This post will give you the latest information as to how you can deduct up to 100% of your 2020 income by making charitable donations and will also discuss even better options.

When finished, you will know how to maximize the tax benefits of charitable donations. If you are an eligible charity, you can advise potential donors on this.

You are welcome to contact me if you have any questions.

Who Can Benefit

You can benefit if you are an individual, church, minister, pastor, clergy or other charity and can use this data to help make a better world. Those receiving this article are invited to share the articles with others.

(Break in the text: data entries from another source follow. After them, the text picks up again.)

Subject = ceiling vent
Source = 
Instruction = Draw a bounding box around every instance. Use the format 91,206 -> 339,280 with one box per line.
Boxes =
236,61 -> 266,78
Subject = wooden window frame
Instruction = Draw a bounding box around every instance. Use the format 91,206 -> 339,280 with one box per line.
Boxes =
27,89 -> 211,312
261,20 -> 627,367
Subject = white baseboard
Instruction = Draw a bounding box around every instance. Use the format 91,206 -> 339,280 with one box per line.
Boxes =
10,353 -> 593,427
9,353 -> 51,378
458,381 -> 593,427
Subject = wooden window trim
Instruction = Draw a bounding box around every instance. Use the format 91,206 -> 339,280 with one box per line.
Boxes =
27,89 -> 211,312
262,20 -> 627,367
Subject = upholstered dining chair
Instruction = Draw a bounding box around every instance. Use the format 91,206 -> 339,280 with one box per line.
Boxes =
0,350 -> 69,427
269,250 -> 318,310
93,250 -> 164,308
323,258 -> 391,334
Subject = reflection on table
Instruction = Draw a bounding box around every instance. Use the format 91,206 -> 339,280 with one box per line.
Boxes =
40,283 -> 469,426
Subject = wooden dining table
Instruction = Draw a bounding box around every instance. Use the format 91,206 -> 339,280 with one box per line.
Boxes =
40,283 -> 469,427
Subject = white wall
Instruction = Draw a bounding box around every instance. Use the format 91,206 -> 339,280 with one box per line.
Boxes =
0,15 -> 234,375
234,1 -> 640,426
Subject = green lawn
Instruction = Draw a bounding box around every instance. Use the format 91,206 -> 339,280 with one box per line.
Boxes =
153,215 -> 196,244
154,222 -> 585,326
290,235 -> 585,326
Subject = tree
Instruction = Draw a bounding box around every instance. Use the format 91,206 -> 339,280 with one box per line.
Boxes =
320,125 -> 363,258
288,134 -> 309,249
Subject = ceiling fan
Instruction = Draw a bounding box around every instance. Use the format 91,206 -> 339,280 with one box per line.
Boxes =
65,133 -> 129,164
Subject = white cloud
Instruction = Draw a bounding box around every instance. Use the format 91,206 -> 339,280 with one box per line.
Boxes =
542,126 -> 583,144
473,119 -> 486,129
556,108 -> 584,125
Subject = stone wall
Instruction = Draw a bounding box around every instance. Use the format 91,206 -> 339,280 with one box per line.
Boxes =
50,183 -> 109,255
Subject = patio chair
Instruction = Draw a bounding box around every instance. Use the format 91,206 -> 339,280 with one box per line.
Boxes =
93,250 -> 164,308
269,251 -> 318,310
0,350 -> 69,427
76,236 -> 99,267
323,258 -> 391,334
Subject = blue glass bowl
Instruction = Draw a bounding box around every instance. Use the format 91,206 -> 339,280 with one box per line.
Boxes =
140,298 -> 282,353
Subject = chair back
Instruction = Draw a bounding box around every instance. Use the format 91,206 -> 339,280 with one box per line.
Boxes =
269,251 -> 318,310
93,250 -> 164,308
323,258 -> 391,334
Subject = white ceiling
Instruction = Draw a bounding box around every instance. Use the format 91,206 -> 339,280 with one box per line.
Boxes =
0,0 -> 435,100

I will be sending out further articles and videos on this and other topics. If you like this, please click on like. If you would like to to be notified and receive similar content, please click on subscribe. Your feedback is always appreciated

100% AGI Deduction

Charitable donations in 2020 have been increased up to 100% of your Adjusted Gross Income (AGI) as part of the US Government CoronaVirus Tax Relief package.

You can potentially ZERO OUT your taxable income for federal income tax purposes by making charitable donations!!!!

But there is an Even Better Tax Deduction in certain cases. See “An Even Better Tax Deduction” sub-heading below. What’s better than 100%???? See below.

Please note that federal income tax is distinct from Social Security and Medicare and you may still need to pay for these.

Corporate Tax Deduction

Also C Corporations (not S Corporations) can deduct up to 25 % of their taxable income in 2020. This is up from 10% in prior years.

S Corporations by definition do not have taxable income and the profit will be taxed when it flows through to the personal tax returns of the shareholders through a K-1.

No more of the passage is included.